The power rule is a fundamental tool in both differentiation and integration, making it essential in calculus. It helps in finding antiderivatives when working with polynomial terms. When using the power rule for integration, the general form to keep in mind is:\[\int t^n \, dt = \frac{t^{n+1}}{n+1} + C\]Here’s how it works:

• Add 1 to the original exponent.
• Divide the term by the new exponent.

Remember, this rule only applies when the exponent, \( n \), is not equal to -1, because division by zero isn't allowed. In this exercise, we applied the power rule to each term separately:- For \( 2t^9 \), we get \( \frac{t^{10}}{5} \).- For \(-3t^4\), it resulted in \(-\frac{3t^5}{5}\).These terms were combined to create the antiderivative of the entire expression.

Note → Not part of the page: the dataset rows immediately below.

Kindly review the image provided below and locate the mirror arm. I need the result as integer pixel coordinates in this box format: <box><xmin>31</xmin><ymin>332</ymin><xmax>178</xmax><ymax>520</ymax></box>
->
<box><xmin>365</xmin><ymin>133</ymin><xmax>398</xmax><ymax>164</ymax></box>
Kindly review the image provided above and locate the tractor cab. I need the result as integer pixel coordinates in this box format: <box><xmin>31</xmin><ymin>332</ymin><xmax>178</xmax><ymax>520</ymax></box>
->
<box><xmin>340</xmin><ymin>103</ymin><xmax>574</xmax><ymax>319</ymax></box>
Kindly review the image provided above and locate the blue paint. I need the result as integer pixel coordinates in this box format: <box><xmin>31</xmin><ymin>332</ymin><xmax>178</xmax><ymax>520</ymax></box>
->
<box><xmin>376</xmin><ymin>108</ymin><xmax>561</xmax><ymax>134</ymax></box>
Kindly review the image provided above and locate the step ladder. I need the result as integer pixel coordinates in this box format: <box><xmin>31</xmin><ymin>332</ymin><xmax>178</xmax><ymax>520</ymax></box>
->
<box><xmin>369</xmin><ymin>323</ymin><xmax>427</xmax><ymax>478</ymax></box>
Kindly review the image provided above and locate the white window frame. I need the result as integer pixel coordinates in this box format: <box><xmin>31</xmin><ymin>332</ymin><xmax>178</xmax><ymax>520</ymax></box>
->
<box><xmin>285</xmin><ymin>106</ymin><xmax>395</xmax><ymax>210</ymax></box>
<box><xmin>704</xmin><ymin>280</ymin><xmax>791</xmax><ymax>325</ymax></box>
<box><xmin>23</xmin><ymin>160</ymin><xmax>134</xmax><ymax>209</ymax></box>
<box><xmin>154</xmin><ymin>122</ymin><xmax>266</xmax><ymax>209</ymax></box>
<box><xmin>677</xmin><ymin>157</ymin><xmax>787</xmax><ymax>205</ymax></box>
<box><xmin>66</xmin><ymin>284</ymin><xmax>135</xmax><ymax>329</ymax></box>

Differentiation is the process of finding the derivative of a function, which essentially calculates the rate of change. It's the inverse operation of integration. Here, we used differentiation to verify the accuracy of our integration by performing the following steps:

• Take the derivative of each term separately.
• The derivative of \( \frac{t^{10}}{5} \) is \( 2t^9 \).
• The derivative of \(-\frac{3t^5}{5}\) is \(-3t^4\).
• The derivative of the constant \( C \) is zero.

Combining all these, we returned to the original expression \(2t^9 - 3t^4\), confirming that our integration was correct. Differentiation helps ensure we haven't made mistakes in our calculations.

The constant of integration, represented by \( C \), is a vital component in indefinite integrals. It accounts for the fact that antiderivatives are determined up to an additive constant because differentiation of any constant yields zero. Consequently, different functions might return to a single derivative when you subtract the constant's derivative.Here are some key points about the constant of integration:

• Only appears in indefinite integrals – these integrals have no specific limits.
• Reflects the family of functions that differ by a constant, which share the same derivative.
• Doesn't affect the derivative of the function as it's derivative is always zero.

In our problem, \( C \) ensures that the solution represents all possible antiderivatives of the function \( 2t^9 - 3t^4 \). Understanding this concept is crucial when solving indefinite integrals.